According to one embodiment, the usage data filter 308 can identify each microservice in the context of a container based on the process name stored in the usage data store 306. The usage data filter 308 can then apply one or more rules to the usage data to determine which of the microservices A-C are eligible to be moved.


One non-limiting example of a rule includes determining that a given microservice is eligible to move if peak CPU usage for the microservice satisfies a CPU threshold value (e.g., 20% of total CPU utilization) for a designated amount of time (e.g., 5 minutes). It is noted that infrequent short CPU spikes are not ideal but often do not lead to system degradation. Accordingly, in some embodiments, the rule can also consider whether or not the threshold was exceeded over multiple time intervals.


Another non-limiting example of a rule includes determining that a given microservice is eligible to move if peak memory usage for the microservice satisfies a memory threshold value (e.g., 10% of total memory allocated to the container) over a designated amount of time (e.g., 5 minutes). If so, then the usage data filter 308 can determine that the microservice is eligible to be moved. Unlike CPU resources, a single instance of memory overutilization can lead to errors (e.g., negative OOM errors). Thus, in at least some embodiments, the usage data filter 308 does not consider a minimum length of time when determining which microservices are eligible to be moved.


The resource forecasting model 310 generally comprises a machine learning model that is configured to process time series data, such as a recurrent neural network (RNN). It is noted that metrics corresponding to memory usage and CPU usage are often correlated (e.g., high CPU usage indicates work being done in a process, which often causes increased memory consumption, and vice versa).
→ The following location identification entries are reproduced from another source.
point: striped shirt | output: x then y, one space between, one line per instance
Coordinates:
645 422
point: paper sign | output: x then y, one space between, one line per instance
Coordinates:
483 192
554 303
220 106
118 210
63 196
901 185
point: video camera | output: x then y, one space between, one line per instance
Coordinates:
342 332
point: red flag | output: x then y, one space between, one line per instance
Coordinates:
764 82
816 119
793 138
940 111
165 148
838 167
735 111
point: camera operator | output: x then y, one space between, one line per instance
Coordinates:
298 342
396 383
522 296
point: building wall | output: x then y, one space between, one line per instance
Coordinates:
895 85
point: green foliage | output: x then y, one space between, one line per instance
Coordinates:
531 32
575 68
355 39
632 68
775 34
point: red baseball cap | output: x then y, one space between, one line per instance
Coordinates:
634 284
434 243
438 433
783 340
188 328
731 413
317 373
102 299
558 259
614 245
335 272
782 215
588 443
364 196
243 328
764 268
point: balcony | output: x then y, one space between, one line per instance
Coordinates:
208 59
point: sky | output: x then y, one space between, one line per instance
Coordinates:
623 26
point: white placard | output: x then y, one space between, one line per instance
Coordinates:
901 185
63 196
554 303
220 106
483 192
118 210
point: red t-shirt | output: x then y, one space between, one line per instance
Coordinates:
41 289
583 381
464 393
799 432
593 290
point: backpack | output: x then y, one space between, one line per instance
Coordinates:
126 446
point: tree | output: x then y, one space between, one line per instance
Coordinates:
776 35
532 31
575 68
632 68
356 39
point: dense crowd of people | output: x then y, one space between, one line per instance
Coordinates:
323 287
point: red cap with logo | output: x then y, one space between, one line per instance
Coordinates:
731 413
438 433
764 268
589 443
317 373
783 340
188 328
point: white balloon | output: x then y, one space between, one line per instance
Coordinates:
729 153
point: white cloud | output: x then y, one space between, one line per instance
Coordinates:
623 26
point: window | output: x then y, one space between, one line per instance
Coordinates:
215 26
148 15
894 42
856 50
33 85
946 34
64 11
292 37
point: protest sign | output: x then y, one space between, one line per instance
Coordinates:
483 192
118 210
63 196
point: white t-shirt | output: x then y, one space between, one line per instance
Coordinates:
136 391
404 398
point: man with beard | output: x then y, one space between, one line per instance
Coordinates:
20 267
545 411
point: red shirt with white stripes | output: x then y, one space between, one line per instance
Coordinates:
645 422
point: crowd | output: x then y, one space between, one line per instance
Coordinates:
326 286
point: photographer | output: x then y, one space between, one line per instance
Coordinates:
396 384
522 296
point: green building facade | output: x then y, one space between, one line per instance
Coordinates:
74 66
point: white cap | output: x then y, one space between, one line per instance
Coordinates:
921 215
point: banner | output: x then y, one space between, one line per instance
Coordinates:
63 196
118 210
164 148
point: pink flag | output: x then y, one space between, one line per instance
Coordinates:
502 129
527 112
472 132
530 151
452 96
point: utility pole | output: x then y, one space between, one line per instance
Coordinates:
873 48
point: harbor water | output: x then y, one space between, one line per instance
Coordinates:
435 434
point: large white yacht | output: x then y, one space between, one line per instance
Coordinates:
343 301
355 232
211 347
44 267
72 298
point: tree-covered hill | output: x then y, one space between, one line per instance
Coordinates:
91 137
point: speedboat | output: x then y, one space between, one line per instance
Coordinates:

In some embodiments, the resource forecasting model 310 can comprise a multivariate Long Short-Term Memory (LSTM) model that is trained to forecast CPU usage and memory usage.


Generally, a multivariate LSTM model is a type of RNN that is capable of learning long-term (e.g., temporal) dependencies between multiple variables in time series data. LSTM models can process an entire sequence of data using feedback connections. An LSTM model can include a plurality of LSTM units, where each LSTM unit comprises a cell state and three logical gates (an input gate, an output gate, and a forget gate). The forget gate decides which information from the previous cell state should be forgotten (e.g., by applying a sigmoid function). The input gate controls the information flow to the current cell state, and the output gate decides which information should be passed on to the next hidden state. It is to be appreciated that other machine learning models can be used in other embodiments, including other RNN-based models or possibly transformer-based models.


In at least one embodiment, the resource forecasting model 310 can obtain input data from the usage data store 306 corresponding to microservices eligible to move, as determined by the usage data filter 308. For example, the input data may correspond to one or more of the attributes in the database schema 400 (e.g., cpu_percent, res_memory, virtual_memory, and/or shared_memory). The resource forecasting model 310 can output a forecast for CPU utilization and a forecast for memory utilization for each microservice that is eligible to move.


The threshold detector 312 includes functionality for generating information (e.g., a list) indicating which microservices should and/or should not be grouped together based on the forecasts output by the resource forecasting model 310, as explained in more detail in conjunction with FIG. 5.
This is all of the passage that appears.